If you're not German-resident, VIES validation (POST /v1/validate or
/v1/validate/batch) is what you want; §18e doesn't apply.
Quickstart
Business-plan API key required. If you registered a default requester VAT
on your key you can omit requester_vat_number below.
curl
curl -X POST "https://api.vatverify.dev/v1/confirm" \
-H "Authorization: Bearer $VATVERIFY_API_KEY" \
-H "Content-Type: application/json" \
-H "Idempotency-Key: 00000000-0000-4000-8000-000000000001" \
-d '{
"vat_number": "FR44732829320",
"company": {
"name": "Airbus SAS",
"street": "2 Rond-Point Emile Dewoitine",
"postcode": "31700",
"town": "Blagnac"
}
}'Node.js SDK
import { Vatverify } from "@vatverify/node"
const vat = new Vatverify()
const result = await vat.confirm({
vat_number: "FR44732829320",
company: {
name: "Airbus SAS",
street: "2 Rond-Point Emile Dewoitine",
postcode: "31700",
town: "Blagnac",
},
}, {
idempotency_key: "00000000-0000-4000-8000-000000000001",
})
result.data.qualified // true when every requested field matches
result.data.matches.name // 'A' | 'B' | 'C' | 'D'
result.data.confirmation_id // retrievable for 10 years
result.meta.bzst_status_code // 'evatr-0000', 'evatr-2001', 'evatr-2002', ...Interpreting the four match codes
For each of name, street, postcode, town BZSt returns one of:
| Code | Meaning |
|---|---|
A | Matches: BZSt's check against the foreign member state came back positive. |
B | Does not match: the field is wrong. |
C | Not requested: you did not supply this field in the request. |
D | Not provided: the foreign EU member state doesn't return this field (varies by country). |
qualified: true only when every requested field returned A. If BZSt
returns evatr-0000 but one or more fields come back B or D, you get
valid: true, qualified: false. The record still has legal weight (you can
show you tried to confirm), but the seller should follow up with the customer
to get the matching details.
Idempotency
Confirmations are legal evidence. A retried POST under network flakes must
not mint a second row with a different confirmation_id. Pass an
Idempotency-Key header (any UUID); retries with the same key within 24
hours return the originally stored confirmation.
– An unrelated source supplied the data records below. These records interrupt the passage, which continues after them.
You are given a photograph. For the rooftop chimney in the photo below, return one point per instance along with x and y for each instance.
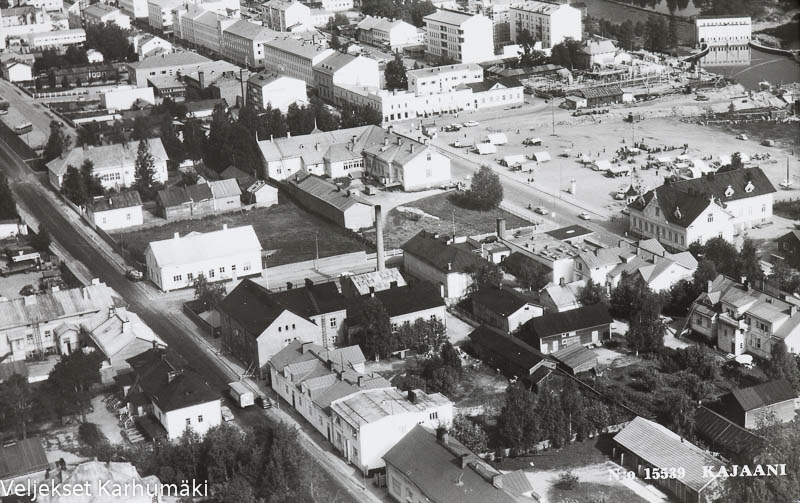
(501, 228)
(379, 237)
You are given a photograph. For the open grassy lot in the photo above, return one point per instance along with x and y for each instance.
(401, 226)
(284, 228)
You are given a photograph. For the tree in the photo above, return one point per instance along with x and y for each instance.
(374, 331)
(41, 241)
(16, 398)
(395, 74)
(144, 171)
(647, 329)
(8, 207)
(516, 425)
(485, 191)
(783, 365)
(57, 142)
(469, 433)
(209, 294)
(592, 293)
(72, 378)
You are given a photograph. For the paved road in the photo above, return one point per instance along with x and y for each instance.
(145, 301)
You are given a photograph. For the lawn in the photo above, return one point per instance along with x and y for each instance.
(285, 228)
(592, 492)
(401, 226)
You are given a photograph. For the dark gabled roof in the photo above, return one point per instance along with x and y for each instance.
(569, 232)
(502, 301)
(252, 306)
(23, 457)
(435, 469)
(724, 434)
(436, 252)
(683, 201)
(312, 300)
(410, 299)
(568, 321)
(172, 196)
(125, 199)
(761, 395)
(489, 82)
(506, 347)
(199, 192)
(166, 385)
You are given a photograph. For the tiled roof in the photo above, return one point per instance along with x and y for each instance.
(664, 449)
(683, 201)
(436, 470)
(327, 191)
(410, 299)
(762, 395)
(559, 323)
(106, 156)
(197, 247)
(22, 457)
(439, 254)
(125, 199)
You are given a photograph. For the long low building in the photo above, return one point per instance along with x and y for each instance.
(219, 255)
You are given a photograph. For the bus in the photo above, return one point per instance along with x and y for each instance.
(25, 127)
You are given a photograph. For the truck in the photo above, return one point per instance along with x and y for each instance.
(241, 394)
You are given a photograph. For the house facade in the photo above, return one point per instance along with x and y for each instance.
(218, 255)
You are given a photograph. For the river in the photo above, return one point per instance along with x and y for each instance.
(772, 68)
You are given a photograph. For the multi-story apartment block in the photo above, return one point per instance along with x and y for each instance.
(275, 90)
(740, 318)
(728, 39)
(344, 69)
(387, 33)
(548, 23)
(295, 58)
(160, 14)
(458, 36)
(718, 204)
(286, 15)
(243, 43)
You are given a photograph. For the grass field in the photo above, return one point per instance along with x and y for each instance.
(402, 226)
(592, 492)
(285, 228)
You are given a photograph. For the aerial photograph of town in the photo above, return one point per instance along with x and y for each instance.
(400, 251)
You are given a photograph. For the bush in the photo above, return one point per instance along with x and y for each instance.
(567, 481)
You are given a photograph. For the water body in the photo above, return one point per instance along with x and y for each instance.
(763, 67)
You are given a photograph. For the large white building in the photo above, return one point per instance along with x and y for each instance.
(279, 91)
(719, 204)
(219, 255)
(113, 164)
(394, 34)
(295, 58)
(459, 36)
(728, 39)
(243, 43)
(548, 23)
await vat.confirm(input, { idempotency_key: randomUUID() })Retrieving a stored confirmation
const { data } = await vat.confirmations.get(result.data.confirmation_id)
data.qualified // original outcome
data.matches // original field-match grid
data.bzst_status_code // original evatr-XXXX
data.created_at // original BZSt call timestampConfirmations are scoped to the API key that created them; they remain readable even after the plan is downgraded. Retention is 10 years.
Error codes
| HTTP | error.code | When |
|---|---|---|
| 200 | — (data.valid: false) | BZSt answered but the VAT isn't valid right now: evatr-2001 (not issued), evatr-2002 (valid in future, see valid_from), evatr-2006 (was valid, see validity window). |
| 400 | invalid_format | VAT format invalid, checksum failed, or BZSt returned evatr-0002/0004/0005/0012/2003. |
| 402 | plan_required | Not on Business plan. |
| 422 | invalid_requester_vat | Requester VAT isn't authorised (evatr-0006, 0007, 2005). |
| 429 | rate_limited | Your burst rate limit. |
| 429 | bzst_session_limit | BZSt returned evatr-0008. Retry with backoff. |
| 502 | registry_unavailable | Network failure to BZSt. |
| 502 | bzst_server_error | BZSt server error (evatr-2004, 2011, 3011). |
| 503 | bzst_unavailable | BZSt service degraded (evatr-0011, 1001–1004). |
The Node SDK throws a dedicated class for each: BzstSessionLimitError,
BzstUnavailableError, BzstRejectedError, all extending VatverifyError.
Default requester VAT
If you always call /v1/confirm from the same German entity, set a per-key
default in Supabase and omit requester_vat_number in every request. The
dashboard UI for this ships in a follow-up; for now, ask support to set
api_keys.default_requester_vat for your key.
What confirm is NOT
- It does not validate German (
DE…) VATs. UsePOST /v1/validatefor that. - It does not replace VIES in the general case; only German sellers need it.
- It does not return a PDF. JSON is the canonical evidence; a PDF export endpoint is on the roadmap if customers ask.